So the man drove to the stable with the complacent consciousness of having done his duty and warned his mistress against a "very onnatteral feelin'" in the young man.
The moment he disappeared around the corner, Alice stood undecided a moment, like a startled deer, and then sped down the path to the boat-house. The snow was tramped somewhat by the big lumbering feet of the coach-man, but had it not been, Alice now had wings. The twilight was deepening, and she could not wait till the morrow before following up this trail that led to the idol of her heart.
She paused in the winding path when half-way down the bank, that she might gloat over the mad plunges by which Harcourt had crossed it, straight to the river. She followed his steps to the brink of a precipice, and saw with a thrill of mingled fear and delight where he had slid and fallen twenty feet or more.
"How cruelly I have misjudged him!" she thought. "When he was here eager to risk his life for me, my false fancy pictured him at Addie Marchmont's side. And yet it was well I did not know the truth, for it would have been so much harder to look death in the face so long, with this knowledge of his friendship. How strangely he and Addie act when together! But come, that is no affair of mine. Let me be thankful that I have not lost the friend of my childhood."
A little later she stood at the boat-house. The door hung by one hinge only, and the large stone lay near with which he had crashed it in. She entered the dusky place as if it had been a temple. Had it not been consecrated by a service of love,—by the costliest offering that can be made,—life? Here he had said he would save her or perish with her; here he had sought to make good his words.
She picked up one of the matches he had dropped, and struck it, that she might look into the neglected boat. Never was the utter unseaworthiness of a craft noted with such satisfaction before.
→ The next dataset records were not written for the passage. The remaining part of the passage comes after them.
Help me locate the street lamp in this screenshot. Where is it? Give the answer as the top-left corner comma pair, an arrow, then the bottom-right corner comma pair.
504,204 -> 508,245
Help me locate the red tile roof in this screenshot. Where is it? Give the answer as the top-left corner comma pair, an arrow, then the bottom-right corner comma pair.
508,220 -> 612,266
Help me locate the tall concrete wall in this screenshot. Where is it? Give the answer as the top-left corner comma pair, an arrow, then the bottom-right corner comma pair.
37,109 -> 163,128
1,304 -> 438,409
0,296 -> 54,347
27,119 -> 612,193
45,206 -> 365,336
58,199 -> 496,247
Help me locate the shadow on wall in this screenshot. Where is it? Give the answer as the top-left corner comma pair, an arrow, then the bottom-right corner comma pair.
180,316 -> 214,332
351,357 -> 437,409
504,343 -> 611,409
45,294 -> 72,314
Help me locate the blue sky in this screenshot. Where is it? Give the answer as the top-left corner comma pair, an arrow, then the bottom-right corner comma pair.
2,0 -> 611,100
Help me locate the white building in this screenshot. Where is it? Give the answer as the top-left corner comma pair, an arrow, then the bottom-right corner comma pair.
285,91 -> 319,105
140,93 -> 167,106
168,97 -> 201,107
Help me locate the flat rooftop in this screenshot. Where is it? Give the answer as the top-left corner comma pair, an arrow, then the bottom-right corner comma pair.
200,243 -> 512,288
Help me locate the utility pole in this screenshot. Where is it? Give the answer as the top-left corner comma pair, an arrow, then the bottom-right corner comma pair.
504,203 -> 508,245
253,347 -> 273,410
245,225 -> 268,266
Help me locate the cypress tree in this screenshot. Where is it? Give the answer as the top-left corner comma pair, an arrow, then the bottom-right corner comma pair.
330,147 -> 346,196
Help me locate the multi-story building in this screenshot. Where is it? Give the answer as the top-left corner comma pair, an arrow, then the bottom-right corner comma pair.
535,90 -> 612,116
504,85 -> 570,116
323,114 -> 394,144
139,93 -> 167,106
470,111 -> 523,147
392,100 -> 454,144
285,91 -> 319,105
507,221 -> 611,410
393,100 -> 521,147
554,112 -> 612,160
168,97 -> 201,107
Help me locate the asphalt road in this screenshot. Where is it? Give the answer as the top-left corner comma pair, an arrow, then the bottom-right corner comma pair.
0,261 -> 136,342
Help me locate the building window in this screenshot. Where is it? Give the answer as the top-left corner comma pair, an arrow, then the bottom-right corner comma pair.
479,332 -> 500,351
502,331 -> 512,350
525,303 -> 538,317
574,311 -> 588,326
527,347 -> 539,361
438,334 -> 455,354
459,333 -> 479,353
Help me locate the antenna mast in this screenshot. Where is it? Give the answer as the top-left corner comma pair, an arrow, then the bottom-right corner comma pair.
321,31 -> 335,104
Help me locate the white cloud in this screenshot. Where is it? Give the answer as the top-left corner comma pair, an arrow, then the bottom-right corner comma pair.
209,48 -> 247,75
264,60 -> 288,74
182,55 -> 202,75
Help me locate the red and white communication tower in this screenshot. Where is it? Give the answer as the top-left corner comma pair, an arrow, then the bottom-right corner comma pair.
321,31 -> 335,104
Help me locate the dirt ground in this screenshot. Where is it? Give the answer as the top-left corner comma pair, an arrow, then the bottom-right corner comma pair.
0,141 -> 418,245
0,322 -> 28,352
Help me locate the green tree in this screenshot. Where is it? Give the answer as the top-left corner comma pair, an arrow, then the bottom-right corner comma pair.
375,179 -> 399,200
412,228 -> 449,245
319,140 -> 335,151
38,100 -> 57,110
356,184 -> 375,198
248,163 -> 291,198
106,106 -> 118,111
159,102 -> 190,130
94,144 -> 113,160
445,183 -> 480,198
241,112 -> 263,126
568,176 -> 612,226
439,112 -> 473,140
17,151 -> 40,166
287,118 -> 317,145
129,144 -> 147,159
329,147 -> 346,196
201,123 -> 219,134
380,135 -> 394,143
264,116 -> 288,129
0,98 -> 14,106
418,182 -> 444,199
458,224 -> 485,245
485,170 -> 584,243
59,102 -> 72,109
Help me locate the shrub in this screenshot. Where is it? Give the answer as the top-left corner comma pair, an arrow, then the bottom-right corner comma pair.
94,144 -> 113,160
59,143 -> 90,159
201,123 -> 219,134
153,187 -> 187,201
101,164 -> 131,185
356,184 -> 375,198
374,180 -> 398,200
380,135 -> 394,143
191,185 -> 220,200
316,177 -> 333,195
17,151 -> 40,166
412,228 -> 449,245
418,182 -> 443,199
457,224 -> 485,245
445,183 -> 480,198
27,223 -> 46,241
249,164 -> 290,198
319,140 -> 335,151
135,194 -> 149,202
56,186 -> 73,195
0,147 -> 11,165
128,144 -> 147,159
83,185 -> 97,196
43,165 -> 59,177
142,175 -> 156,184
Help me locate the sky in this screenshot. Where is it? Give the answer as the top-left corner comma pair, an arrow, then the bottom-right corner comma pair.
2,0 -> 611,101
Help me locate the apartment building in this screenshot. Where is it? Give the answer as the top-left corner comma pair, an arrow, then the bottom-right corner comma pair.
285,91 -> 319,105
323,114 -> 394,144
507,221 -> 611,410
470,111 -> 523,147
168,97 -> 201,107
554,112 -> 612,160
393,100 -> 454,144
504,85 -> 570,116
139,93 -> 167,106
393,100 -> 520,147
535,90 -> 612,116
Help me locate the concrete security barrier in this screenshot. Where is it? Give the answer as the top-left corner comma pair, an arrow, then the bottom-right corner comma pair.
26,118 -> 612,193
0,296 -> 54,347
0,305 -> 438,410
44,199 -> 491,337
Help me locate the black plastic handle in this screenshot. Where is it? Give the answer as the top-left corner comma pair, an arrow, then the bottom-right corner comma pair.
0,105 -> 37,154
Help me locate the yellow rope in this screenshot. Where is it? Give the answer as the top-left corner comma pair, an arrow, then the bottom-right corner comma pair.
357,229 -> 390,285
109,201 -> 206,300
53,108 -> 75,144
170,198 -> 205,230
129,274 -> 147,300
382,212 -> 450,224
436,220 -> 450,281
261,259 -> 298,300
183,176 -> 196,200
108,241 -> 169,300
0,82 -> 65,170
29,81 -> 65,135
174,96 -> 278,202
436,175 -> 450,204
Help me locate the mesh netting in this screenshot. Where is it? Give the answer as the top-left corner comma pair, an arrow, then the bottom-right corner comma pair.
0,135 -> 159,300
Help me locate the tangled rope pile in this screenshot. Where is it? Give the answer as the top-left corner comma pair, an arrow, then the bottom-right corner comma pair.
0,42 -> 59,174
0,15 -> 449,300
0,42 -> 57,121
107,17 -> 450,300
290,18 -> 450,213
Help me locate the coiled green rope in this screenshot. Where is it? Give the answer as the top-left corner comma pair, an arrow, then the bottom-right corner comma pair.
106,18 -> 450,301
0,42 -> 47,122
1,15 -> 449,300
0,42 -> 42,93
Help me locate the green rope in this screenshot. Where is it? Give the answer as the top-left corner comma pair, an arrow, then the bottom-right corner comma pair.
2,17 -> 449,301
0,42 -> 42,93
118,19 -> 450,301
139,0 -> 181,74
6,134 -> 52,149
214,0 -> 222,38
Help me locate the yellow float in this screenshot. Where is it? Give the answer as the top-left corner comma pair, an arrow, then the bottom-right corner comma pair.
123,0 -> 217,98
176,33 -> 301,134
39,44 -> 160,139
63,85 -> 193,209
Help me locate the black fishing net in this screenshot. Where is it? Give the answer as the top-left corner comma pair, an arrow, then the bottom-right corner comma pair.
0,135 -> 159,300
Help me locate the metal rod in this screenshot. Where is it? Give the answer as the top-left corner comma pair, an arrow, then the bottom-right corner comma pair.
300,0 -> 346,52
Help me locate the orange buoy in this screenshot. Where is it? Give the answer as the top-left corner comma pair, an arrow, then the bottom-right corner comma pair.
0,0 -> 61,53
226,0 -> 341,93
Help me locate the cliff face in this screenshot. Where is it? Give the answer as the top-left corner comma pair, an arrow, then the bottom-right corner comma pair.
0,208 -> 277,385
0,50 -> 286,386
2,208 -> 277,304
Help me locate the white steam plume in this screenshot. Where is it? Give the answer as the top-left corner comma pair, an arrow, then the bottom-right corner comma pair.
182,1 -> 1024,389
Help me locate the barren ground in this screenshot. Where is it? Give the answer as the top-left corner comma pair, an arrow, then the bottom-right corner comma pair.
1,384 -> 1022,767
"While I vilely thought he would not venture to our aid at all, he strained every nerve to launch this old shell. Thanks to obstinate Burtis, who would not help him."
She struck another match, that she might look more closely; then uttered a pitiful cry.
"Merciful heaven! is this blood on this rope? It surely is. Now I think of it, he kept his right hand gloved this morning, and offered his left to Mr. Hemstead in salutation. Father and I, in our cruel wrong, did not offer to take his hand. And yet it would seem that he tugged with bleeding hands at these ropes, that he might almost the same as throw away his life for us.
"I can scarcely understand it. No brother could do more. He was braver than Mr. Hemstead, for he had a stanch boat, and experienced help, while my old playmate was eager to go alone in this wretched thing that would only have floated him out to deep water where he would drown.